More recently, on the night of July 19, 1977, a relentless storm reminiscent of 1889 bombarded the watershed above the city and the rivers began to rise. By dawn, the city was under water that reached as high as 8 feet (2.4 m). The seven counties disaster area suffered $200 million in property damage and 80 lost lives, 40 of which were caused by the Laurel Run Dam failure. Another 50,000 were rendered homeless as a result of the "100 year flood". Markers on one corner of City Hall at 401 Main Street show the height of the crests of the 1889, 1936, and 1977 floods.
In the years following the disaster, many people blamed the members of the South Fork Fishing and Hunting Club for the tragedy. The club had bought and redesigned the dam to turn the area into a vacation retreat in the mountains. However, they were accused of failing to maintain the dam properly, so that it was unable to contain the additional water of the unusually heavy rainfall. Despite the accusations and evidence, they were successfully defended by the firm of Knox and Reed (now Reed Smith LLP), both partners of which (Philander Knox and James Hay Reed) were Club members. The Club was never held legally responsible for the disaster. Although a suit was filed, the court held the dam break to have been an Act of God, and granted the survivors no legal compensation.
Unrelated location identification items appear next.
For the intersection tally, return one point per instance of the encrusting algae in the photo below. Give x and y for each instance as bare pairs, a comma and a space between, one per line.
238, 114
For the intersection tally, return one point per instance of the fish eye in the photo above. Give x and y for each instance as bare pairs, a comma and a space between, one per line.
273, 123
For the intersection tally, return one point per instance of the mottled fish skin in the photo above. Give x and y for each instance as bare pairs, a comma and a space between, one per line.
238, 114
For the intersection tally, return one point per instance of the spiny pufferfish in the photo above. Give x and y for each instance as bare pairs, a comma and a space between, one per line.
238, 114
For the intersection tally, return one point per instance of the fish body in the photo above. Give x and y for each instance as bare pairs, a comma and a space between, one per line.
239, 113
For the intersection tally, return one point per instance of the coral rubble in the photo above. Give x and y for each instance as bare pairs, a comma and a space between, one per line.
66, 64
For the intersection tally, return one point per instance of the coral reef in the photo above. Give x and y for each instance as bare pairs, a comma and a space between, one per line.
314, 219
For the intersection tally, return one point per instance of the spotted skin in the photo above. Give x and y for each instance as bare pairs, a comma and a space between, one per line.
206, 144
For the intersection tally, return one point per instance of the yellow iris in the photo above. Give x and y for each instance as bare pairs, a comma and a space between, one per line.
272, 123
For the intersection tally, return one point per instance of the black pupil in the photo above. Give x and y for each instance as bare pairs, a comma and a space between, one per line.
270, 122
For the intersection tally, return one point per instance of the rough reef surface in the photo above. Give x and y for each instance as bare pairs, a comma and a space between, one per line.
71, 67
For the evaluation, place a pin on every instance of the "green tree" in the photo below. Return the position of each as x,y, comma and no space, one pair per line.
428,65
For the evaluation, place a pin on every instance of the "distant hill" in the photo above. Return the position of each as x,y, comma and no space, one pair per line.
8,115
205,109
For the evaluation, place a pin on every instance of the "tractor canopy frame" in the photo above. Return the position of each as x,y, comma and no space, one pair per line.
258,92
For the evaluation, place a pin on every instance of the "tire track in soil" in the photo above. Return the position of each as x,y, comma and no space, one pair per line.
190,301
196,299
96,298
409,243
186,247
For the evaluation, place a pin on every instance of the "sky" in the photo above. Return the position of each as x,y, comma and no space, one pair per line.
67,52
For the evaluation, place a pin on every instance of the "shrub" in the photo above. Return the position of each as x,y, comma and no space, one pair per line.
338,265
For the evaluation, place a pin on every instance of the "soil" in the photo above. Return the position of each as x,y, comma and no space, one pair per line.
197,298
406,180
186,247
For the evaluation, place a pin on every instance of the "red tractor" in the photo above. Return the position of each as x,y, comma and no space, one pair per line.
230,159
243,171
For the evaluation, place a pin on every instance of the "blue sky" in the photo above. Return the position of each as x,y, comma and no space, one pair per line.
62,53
Individual members of the club, millionaires in their day, only contributed meagerly to the relief efforts. Along with about half of the club members, Henry Clay Frick donated thousands of dollars to the relief effort in Johnstown. After the flood, Andrew Carnegie, one of the club's better known members, built the town a new library. In modern times, this former library is owned by the Johnstown Area Heritage Association, and houses The Flood Museum. Remnants of the dam are preserved as part of Johnstown Flood National Memorial, established in 1964.
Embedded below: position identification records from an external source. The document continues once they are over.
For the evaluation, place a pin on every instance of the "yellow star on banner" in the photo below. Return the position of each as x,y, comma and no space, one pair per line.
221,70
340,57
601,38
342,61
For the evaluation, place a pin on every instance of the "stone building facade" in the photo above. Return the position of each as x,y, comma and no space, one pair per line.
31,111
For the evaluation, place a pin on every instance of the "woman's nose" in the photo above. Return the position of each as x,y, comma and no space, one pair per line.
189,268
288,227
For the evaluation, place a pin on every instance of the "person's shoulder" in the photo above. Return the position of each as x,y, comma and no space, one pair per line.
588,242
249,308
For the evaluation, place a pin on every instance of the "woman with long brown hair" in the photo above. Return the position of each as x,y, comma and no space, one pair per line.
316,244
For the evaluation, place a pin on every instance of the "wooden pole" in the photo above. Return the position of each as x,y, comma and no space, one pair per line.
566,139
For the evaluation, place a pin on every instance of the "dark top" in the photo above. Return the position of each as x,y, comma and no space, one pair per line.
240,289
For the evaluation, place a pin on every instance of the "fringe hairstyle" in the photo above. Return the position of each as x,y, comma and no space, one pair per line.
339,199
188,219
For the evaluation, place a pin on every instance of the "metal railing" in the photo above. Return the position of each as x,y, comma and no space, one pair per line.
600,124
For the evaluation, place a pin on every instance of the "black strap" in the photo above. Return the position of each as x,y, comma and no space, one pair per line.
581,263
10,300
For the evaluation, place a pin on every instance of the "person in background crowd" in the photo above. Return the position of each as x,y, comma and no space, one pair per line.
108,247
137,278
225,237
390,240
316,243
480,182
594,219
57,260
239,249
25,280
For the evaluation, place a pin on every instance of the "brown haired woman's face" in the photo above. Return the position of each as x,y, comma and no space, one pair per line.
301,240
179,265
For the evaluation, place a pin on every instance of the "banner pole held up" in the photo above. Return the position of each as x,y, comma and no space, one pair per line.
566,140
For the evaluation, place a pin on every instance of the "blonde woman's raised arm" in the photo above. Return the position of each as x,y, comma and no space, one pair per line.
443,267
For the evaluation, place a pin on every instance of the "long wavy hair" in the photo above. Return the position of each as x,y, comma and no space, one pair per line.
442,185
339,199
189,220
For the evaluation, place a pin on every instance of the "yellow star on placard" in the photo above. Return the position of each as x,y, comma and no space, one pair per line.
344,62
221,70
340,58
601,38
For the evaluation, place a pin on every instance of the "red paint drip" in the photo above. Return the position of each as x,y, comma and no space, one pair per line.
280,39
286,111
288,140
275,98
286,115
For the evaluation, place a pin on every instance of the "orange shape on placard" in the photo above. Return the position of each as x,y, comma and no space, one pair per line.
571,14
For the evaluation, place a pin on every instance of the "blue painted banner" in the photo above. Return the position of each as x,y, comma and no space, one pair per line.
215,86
Effect on the development of American law
One of the major obstacles to the victims' ability to recover damages was the club's lack of resources. The wealthy club owners proved difficult to sue for at least two reasons—the legal separation of their assets from those of the club and the difficulty in proving any one particular owner behaved negligently. Though the former reason was probably more central, the latter received a great deal of criticism in the national press.
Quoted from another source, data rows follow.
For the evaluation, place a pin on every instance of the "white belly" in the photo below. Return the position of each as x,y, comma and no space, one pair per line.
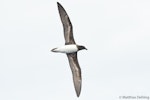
67,49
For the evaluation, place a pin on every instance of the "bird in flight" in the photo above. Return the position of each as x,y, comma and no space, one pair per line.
70,49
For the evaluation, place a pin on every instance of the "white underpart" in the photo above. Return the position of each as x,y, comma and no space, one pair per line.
67,49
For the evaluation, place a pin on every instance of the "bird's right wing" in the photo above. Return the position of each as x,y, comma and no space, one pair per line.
76,71
68,30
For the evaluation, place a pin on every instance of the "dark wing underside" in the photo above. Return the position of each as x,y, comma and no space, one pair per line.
76,72
68,30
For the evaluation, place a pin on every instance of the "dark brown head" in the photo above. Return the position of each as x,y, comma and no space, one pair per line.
81,47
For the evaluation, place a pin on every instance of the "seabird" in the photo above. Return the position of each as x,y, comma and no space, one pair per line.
70,49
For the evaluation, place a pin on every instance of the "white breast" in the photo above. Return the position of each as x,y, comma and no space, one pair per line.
67,49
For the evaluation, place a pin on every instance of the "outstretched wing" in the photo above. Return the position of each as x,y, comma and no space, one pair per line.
68,30
76,72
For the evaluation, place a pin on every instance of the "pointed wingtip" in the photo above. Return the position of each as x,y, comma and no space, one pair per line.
58,4
77,84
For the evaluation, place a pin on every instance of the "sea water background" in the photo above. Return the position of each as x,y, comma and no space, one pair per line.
116,33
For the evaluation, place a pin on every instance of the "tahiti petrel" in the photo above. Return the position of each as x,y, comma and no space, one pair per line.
70,48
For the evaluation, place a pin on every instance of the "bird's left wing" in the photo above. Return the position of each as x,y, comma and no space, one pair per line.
76,71
68,30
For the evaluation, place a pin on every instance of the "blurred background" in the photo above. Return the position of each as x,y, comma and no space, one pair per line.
115,32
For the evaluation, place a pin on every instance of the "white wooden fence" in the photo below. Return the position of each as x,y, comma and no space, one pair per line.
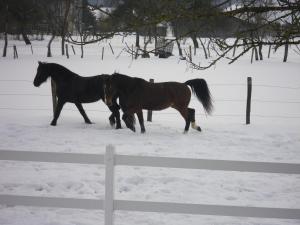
109,204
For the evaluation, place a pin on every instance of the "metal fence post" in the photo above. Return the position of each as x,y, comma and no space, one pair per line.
109,185
249,92
54,98
149,113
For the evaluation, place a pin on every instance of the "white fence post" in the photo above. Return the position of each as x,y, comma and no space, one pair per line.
109,185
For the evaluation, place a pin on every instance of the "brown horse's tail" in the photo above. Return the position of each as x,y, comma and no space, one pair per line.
200,89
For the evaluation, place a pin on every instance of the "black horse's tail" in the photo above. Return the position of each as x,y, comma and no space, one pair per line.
200,89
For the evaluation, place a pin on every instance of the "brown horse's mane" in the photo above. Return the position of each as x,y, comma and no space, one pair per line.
126,83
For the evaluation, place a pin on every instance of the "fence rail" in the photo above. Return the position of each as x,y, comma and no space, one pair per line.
109,204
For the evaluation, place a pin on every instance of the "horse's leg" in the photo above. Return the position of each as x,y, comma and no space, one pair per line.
59,107
115,116
82,112
192,119
129,121
185,114
141,120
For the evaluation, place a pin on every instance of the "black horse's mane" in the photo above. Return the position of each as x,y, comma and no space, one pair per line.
127,83
59,69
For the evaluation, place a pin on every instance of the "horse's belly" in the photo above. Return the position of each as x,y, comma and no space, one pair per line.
88,99
155,106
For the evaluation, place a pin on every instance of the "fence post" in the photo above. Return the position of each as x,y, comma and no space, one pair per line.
67,50
190,50
102,53
109,185
15,52
54,99
269,51
73,50
111,49
149,113
249,92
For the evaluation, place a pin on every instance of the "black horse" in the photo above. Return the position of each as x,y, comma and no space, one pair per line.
70,87
136,94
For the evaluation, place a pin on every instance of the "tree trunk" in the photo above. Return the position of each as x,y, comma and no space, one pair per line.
5,45
179,47
286,52
49,54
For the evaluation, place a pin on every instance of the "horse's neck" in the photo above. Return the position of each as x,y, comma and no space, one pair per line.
127,84
60,73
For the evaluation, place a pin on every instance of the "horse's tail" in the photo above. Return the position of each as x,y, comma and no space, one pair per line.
200,89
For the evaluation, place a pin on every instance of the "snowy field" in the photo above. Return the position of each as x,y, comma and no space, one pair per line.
272,136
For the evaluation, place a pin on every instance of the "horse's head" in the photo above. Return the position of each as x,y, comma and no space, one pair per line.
42,74
109,89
As a result of this criticism, the 1890s saw states around the country adopt Rylands v. Fletcher, a British common law precedent that had been largely ignored in America. State courts' adoption of Rylands, which held that a non-negligent defendant could be held liable for damage caused by the unnatural use of land, foreshadowed the entire legal system's twentieth century acceptance of strict liability.
The "Johnstown Flood" Tax
As a result of the damage from the 1936 flood, the Pennsylvania General Assembly imposed an emergency tax on all alcohol sold in the Commonwealth. The "temporary" 10% tax was initially intended to help pay for clean up, recovery, and assistance to flood victims. The tax still exists and in 1963 the tax was even raised to 15% and again in 1968 to 18% (not including the statewide 6% sales tax). The nearly $200 million collected annually no longer goes to flood victims, however, instead going into the general fund for discretionary use by lawmakers.
The Pennsylvania Department of Revenue states:
"All liquors sold by the LCB [Liquor Control Board] are subject to this 18 percent tax, which is calculated on the price paid by the consumer including mark-up, handling charge and federal tax. The first sale of liquor also is subject to the sales and use tax at the time of purchase."